Keywords: Box H/ACA RNA, NMR, pseudoknot, telomerase reverse transcriptase

Telomerase is a large, multisubunit ribonucleoprotein (RNP) that replicates the 3′ end of linear chromosomes by processive synthesis of telomere DNA repeats. Telomeres, the physical ends of linear chromosomes, generally comprise dsDNA with a short repeating species-specific sequence ending in a 3′ single-stranded overhang of variable length plus associated telomere binding proteins, called shelterin in humans (1, 2).
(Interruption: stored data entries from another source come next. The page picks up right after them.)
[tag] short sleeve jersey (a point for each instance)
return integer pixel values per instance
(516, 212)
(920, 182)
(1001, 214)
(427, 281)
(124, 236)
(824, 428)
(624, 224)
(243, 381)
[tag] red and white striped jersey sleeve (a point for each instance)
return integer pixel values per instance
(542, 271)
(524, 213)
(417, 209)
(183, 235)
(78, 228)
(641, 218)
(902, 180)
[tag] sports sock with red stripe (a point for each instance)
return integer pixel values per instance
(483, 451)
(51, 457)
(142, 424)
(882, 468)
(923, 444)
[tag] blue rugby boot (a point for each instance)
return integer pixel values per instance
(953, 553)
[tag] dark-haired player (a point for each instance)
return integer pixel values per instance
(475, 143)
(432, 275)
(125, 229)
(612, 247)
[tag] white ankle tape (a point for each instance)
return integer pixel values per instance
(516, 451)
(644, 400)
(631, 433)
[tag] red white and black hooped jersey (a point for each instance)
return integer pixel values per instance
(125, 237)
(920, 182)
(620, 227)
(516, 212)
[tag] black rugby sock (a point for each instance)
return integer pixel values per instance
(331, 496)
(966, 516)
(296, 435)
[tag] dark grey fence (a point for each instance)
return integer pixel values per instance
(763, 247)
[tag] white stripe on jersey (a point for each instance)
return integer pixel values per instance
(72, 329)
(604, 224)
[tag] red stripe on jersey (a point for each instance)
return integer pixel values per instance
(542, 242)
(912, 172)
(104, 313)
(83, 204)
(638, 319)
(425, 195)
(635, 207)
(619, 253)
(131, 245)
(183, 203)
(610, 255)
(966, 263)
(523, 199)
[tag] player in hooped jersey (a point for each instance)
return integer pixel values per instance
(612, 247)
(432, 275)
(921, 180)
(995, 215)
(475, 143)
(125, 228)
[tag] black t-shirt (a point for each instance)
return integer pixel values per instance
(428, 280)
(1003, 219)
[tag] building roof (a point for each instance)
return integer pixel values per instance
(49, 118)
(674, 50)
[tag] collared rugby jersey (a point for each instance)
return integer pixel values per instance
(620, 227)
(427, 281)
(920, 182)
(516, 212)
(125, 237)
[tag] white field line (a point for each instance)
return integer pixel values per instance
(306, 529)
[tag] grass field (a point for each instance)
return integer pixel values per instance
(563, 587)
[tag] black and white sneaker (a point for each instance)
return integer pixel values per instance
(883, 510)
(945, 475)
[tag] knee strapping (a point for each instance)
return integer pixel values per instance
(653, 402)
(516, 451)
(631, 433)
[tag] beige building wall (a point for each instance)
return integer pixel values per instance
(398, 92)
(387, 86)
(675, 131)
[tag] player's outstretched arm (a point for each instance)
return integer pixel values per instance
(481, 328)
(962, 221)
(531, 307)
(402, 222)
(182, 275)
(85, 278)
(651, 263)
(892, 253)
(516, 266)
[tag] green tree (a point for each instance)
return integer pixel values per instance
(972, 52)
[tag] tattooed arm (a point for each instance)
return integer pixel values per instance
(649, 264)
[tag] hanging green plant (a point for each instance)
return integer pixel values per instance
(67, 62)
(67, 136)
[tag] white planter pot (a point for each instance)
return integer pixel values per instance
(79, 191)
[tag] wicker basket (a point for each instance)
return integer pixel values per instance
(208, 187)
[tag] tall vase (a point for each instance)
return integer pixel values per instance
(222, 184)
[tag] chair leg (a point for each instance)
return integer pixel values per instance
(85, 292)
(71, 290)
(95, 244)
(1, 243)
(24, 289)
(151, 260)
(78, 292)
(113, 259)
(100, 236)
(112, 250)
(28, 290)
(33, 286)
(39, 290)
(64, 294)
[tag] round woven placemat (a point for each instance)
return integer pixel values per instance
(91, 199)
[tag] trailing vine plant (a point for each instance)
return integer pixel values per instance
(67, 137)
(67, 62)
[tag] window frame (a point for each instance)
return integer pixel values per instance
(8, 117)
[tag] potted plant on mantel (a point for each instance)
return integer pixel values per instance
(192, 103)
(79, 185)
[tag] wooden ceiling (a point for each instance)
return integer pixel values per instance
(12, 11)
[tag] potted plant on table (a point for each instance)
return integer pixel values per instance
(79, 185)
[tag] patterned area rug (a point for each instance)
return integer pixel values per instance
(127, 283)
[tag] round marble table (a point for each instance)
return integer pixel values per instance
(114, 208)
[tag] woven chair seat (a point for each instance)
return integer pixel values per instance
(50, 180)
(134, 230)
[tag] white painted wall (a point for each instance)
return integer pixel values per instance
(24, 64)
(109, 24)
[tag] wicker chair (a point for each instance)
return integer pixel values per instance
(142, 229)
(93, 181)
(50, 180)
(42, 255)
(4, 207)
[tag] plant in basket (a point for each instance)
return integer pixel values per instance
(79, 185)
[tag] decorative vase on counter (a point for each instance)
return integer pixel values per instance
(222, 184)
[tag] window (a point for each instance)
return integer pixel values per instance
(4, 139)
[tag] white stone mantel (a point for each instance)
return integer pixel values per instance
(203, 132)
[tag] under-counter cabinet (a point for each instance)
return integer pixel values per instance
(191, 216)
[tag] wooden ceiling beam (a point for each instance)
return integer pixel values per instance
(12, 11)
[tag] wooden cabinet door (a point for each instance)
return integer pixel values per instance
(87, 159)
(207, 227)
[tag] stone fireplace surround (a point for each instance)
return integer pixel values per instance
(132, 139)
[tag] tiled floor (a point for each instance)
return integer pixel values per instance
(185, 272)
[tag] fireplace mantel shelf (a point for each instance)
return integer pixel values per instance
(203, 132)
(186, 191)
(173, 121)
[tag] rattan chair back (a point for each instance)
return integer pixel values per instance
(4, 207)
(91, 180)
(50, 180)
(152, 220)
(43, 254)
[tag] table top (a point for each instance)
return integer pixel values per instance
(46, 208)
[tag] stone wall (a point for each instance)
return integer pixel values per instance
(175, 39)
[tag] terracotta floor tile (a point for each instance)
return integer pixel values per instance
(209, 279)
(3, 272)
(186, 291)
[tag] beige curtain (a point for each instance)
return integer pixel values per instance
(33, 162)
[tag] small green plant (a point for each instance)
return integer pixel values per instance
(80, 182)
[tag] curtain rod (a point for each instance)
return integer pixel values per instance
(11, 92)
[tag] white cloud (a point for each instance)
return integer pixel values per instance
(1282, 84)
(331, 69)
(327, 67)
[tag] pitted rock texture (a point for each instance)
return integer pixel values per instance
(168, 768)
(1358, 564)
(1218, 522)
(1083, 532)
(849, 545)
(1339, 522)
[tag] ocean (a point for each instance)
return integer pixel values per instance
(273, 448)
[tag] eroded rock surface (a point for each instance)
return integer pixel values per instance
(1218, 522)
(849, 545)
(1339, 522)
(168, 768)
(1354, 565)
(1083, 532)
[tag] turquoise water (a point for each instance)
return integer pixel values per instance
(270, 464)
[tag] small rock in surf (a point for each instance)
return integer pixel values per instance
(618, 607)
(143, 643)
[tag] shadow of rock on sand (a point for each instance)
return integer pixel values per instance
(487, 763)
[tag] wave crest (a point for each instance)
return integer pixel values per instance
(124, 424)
Telomeres protect the integrity of linear chromosomes by allowing the cellular DNA repair machinery to distinguish them from double-strand breaks, thus playing critical roles in maintaining genome stability in eukaryotes (1, 2). Shortening of telomeres below a critical length because of inherent incomplete replication of DNA ends ultimately leads to telomere fusions and cell senescence (3–6). The 3′ ends of telomeres are replicated by telomerase, a unique reverse transcriptase discovered almost three decades ago (7), which catalyzes the addition of telomere DNA repeats onto the ends of linear chromosomes using an embedded RNA as the template (8, 9). Although telomerase has a low or undetectable level of activity in most somatic cells, it is active in some germline, epithelial, and hematopoietic cells, and it is highly active in the majority (∼90%) of cancer cell lines (10–12). Telomerase deficiency because of mutations in human telomerase RNA (hTR) has also been linked to several inherited human diseases, such as dyskeratosis congenita, aplastic anemia, myelodysplasia, and idiopathic pulmonary fibrosis (13–26).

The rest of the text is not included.